И ведь верили. Верили даже те, кто, казалось бы, не понаслышке знал о самых мрачных сторонах жизни. Кто на своей шкуре испытал жестокость системы. Однажды Сахаров провожал жену в Москву. Около купе несколько человек, весело смеясь, разливали из бутылки шампанское. Один из них крикнул в глубь купе: «Жора, а с тобой едет симпатичная женщина».
Андрей Дмитриевич внес вещи в купе, поцеловался на прощание с женой, спустился на перрон. Поезд тронулся. Боннэр прошла в купе и увидела крепкого мужчину с простым лицом. Он протянул руку: «Давайте знакомиться, — называет знаменитую фамилию из мира кино, — Георгий Николаевич». И смотрит так, будто ждет реакции. Вообразите, Боннэр не знала, что напротив — знаменитый артист, имени его не слышала. Представилась: «Боннэр Елена Георгиевна». И тут рука народного артиста, протянутая для рукопожатия, дернулась назад, а потом к двери, будто он как раз и собирался ее закрыть. Непроизвольно — шёпотом — спросил: «Та самая?» — «Да, та самая». — «Никогда не подумал бы». — «Недостаточно страшна для той, о которой читали?» — «Пожалуй».
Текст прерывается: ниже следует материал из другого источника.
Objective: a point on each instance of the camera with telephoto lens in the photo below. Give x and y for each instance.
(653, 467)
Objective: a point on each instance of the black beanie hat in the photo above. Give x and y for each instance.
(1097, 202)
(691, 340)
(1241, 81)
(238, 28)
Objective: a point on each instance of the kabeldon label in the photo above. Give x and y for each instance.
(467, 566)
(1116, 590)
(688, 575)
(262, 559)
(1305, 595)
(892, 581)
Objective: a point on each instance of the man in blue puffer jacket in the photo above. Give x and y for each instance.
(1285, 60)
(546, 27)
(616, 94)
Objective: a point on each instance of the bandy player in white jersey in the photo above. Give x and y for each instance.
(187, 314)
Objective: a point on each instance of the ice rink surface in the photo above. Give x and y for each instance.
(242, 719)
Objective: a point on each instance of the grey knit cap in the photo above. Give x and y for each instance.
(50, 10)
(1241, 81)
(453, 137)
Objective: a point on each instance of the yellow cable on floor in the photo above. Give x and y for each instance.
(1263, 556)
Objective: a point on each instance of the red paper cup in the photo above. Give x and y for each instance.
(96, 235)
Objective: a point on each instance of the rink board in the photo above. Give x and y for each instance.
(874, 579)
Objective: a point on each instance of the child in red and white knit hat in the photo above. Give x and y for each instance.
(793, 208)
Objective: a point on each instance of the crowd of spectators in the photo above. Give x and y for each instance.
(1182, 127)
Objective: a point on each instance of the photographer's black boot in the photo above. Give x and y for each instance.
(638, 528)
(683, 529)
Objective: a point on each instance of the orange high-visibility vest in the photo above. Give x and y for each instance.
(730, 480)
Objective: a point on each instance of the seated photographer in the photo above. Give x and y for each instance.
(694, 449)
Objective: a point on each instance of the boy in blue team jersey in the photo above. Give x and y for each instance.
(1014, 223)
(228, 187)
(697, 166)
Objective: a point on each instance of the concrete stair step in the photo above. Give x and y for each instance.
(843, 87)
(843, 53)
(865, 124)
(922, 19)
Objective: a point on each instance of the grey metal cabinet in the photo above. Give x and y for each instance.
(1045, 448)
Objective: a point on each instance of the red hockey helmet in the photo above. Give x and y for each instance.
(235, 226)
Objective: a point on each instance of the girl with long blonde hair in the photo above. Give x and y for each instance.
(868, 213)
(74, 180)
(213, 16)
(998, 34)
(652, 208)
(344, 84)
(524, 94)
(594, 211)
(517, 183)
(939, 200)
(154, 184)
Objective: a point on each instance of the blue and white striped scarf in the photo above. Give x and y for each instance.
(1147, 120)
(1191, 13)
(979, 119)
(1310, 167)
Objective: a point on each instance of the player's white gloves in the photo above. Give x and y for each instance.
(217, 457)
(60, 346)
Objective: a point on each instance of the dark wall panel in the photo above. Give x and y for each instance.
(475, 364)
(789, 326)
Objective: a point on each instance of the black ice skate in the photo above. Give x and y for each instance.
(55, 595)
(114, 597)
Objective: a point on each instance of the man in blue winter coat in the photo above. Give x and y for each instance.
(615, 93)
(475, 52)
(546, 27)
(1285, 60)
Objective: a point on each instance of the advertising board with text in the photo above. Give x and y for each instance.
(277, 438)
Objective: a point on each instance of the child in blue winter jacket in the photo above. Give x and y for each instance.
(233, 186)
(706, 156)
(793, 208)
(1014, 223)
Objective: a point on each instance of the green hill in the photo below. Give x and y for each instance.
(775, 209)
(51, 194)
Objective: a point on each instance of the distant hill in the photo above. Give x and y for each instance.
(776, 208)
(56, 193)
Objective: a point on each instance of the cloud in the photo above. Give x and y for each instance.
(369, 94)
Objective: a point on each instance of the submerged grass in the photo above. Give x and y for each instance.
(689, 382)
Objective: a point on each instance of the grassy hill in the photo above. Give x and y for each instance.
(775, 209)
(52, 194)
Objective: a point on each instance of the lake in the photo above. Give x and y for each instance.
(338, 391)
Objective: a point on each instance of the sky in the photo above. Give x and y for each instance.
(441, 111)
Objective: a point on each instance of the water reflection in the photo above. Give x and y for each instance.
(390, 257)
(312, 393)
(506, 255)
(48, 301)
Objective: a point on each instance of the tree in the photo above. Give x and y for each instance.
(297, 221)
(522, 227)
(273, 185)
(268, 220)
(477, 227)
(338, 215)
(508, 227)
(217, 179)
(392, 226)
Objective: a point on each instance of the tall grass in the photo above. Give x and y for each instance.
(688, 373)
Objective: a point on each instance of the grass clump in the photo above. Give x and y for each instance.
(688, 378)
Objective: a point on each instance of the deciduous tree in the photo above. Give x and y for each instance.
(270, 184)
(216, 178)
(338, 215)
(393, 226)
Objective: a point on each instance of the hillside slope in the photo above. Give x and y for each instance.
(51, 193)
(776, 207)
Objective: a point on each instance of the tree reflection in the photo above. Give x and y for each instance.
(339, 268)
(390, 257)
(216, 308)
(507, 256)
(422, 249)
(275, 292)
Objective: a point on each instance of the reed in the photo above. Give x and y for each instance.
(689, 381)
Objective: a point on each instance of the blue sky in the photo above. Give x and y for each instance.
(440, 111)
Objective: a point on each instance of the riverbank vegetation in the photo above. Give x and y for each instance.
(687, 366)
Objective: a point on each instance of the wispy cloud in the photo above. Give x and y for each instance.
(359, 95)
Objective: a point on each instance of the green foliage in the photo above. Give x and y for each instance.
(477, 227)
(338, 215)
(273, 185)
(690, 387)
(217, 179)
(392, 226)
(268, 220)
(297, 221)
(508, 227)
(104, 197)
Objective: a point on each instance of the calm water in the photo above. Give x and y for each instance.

И завязался уютный вагонный разговор. Боннэр пила чай, ее спутник — водочку. Да так увлеклись беседой, что легли спать чуть ли не перед самой Москвой. Разговор все время вился вокруг одной темы: как относятся люди к Боннэр, к Сахарову? Елена Георгиевна прямо спросила: верят ли тому, что пишет Яковлев? Артист уверенно: «А как не верить? На основании чего не верить? Документы, факты, очень убедительно. Вот вы голодовку объявляли. Да знаете ли вы, что в московских интеллигентных кругах никто не одобрял ее, осуждали вас. Как я могу не верить академикам, которые пишут, что Сахаров — продал родину, что он одобряет войну против Советского Союза. И такие убедительные цитаты, сейчас не помню точно, но Сахаров призывал развертывать американские ракеты в Европе, призывает не соглашаться с ограничением гонки вооружений. А вам не стыдно за квартиру?»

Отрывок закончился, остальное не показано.